If you’re an operator or investor, the production and collaboration details are the kind of boring-but-useful signal that helps with risk assessment. The album was recorded over three weeks at Norfolk’s Bam Bam Studios. Kevin Morby collaborator Sam Cohen co-produced alongside the band. In other words, this isn’t presented as a drawn-out, expensive sprawl. It’s a contained session model with a co-producer who already sits within Jackson’s musical ecosystem, which is exactly the sort of setup that tends to protect creative clarity while limiting schedule risk.

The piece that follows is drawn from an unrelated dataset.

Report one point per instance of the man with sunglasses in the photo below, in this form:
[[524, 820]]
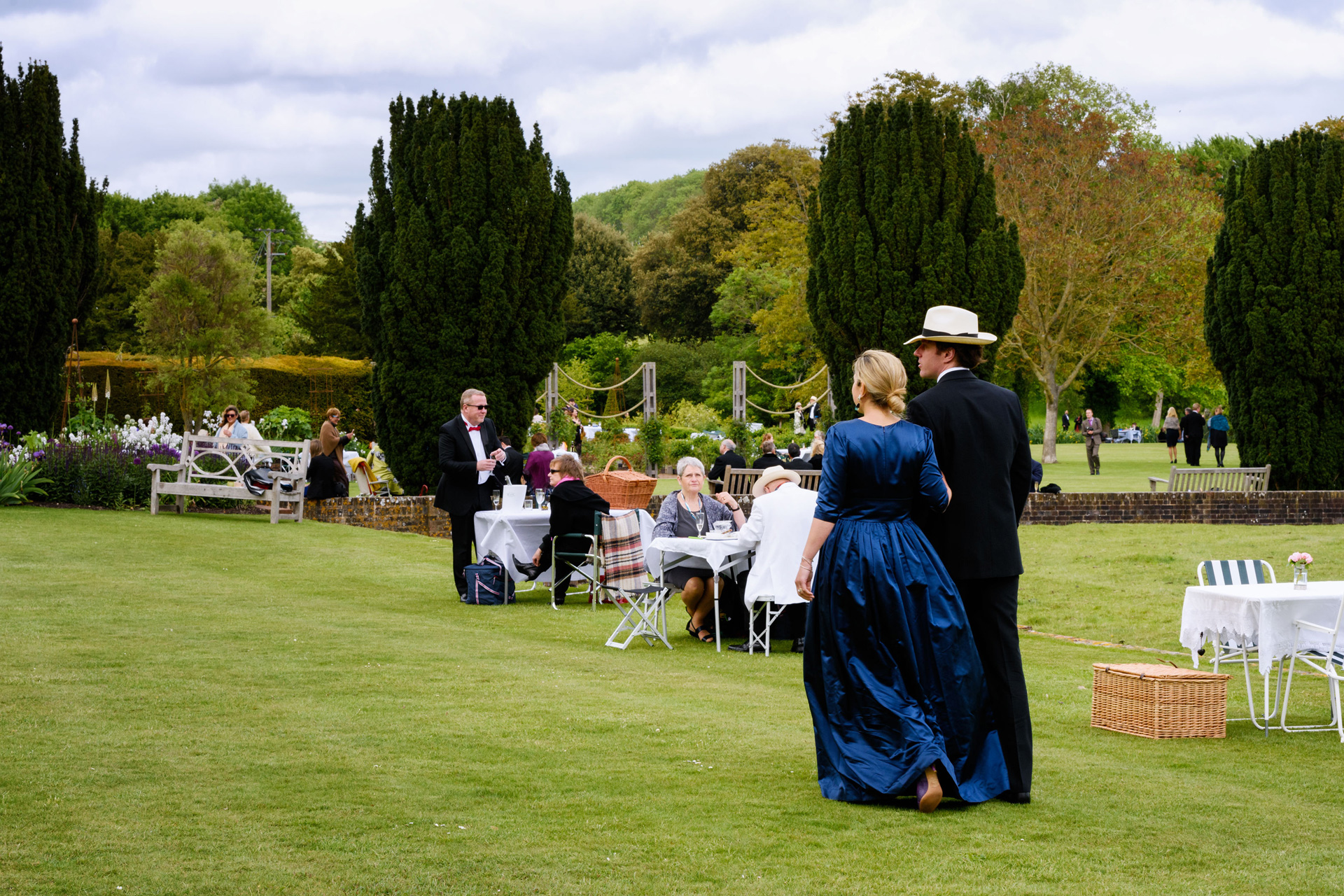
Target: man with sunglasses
[[468, 453]]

The band also named what success looks like to them, not just what it sounds like. Bassist Celia Archer said the songs are “not trivial” lyrically, thematically, or musically, but that Jackson has shown the ability to face hard things while choosing to be hopeful and find power from it. Archer also suggested the hope is transferable, adding that other people can apply it to their own lives. The tracklist gives you a map of the vibe range, from 'Gravity' to 'Three Things', 'Fun', 'F.O.R.E.V.E.R', 'Sounds', and 'You Remind Me That I’m Dying (And That It's Good To Be Alive)', plus 'Speed Bump', 'Can I Get A Reading Please', 'I See You, Honey', and 'Chill'.
Now the commercial engine: the tour. The Big Moon will showcase 'Forever' on a UK headline run in November 2026, with dates including Birmingham (NOVEMBER 18 - O2 Institute 2), Edinburgh (19 - La Belle Angele), Glasgow (20 - St Luke’s), Bristol (22 - Trinity Centre), Brighton (23 - Concorde 2), Manchester (25 - O2 Ritz), Leeds (26 - Project House), and concluding with London (27 - O2 Academy Brixton). This sequencing matters. It clusters major-market cities first, then finishes at a headline-ready London venue that signals “we’ve arrived” to both fans and booking agents.
The band is also keeping distribution of attention broad beyond the headline circuit. They’re currently supporting Alanis Morrisette on her UK and Ireland tour, including a huge show at London’s Crystal Palace Park this Saturday (July 4). They’ll also open for Self Esteem and Public Service Broadcasting this summer. For peers with similar ambitions, the second-order takeaway is that 'Forever' is being launched with a multi-channel momentum strategy: album drop plus single plus venue-heavy headline routing plus high-profile supporting slots. That combination reduces the chance that the era depends on one moment alone.
Finally, there’s industry context embedded in how the narrative is framed. NME previously described 2022’s 'Here Is Everything' as “emotive and glossy; one that gives space to breathe in this busy world,” and the new record is positioned as a continuation of reflection themes. Jackson also told NME about motherhood’s contradictions and described a railway bridge she crosses daily, including crossing it the morning she gave birth to go to her local hospital. She said her memory turned it into a canyon-like bridge 100 miles high, and that seeing it again now helped put those memories back in proportion. That kind of reflective storytelling tends to deepen fan loyalty, which is not just nice sentiment. It’s an asset that can stabilize ticket demand across a whole run.
In 2026, the strategic stake for executives and board members is simple: can the artist convert narrative depth into predictable commercial turnout before the next news cycle arrives? The Big Moon’s rollout, anchored by an October 30 release and a clearly staged 2026 UK tour with O2 Academy Brixton as the finale, is a concrete answer to that question.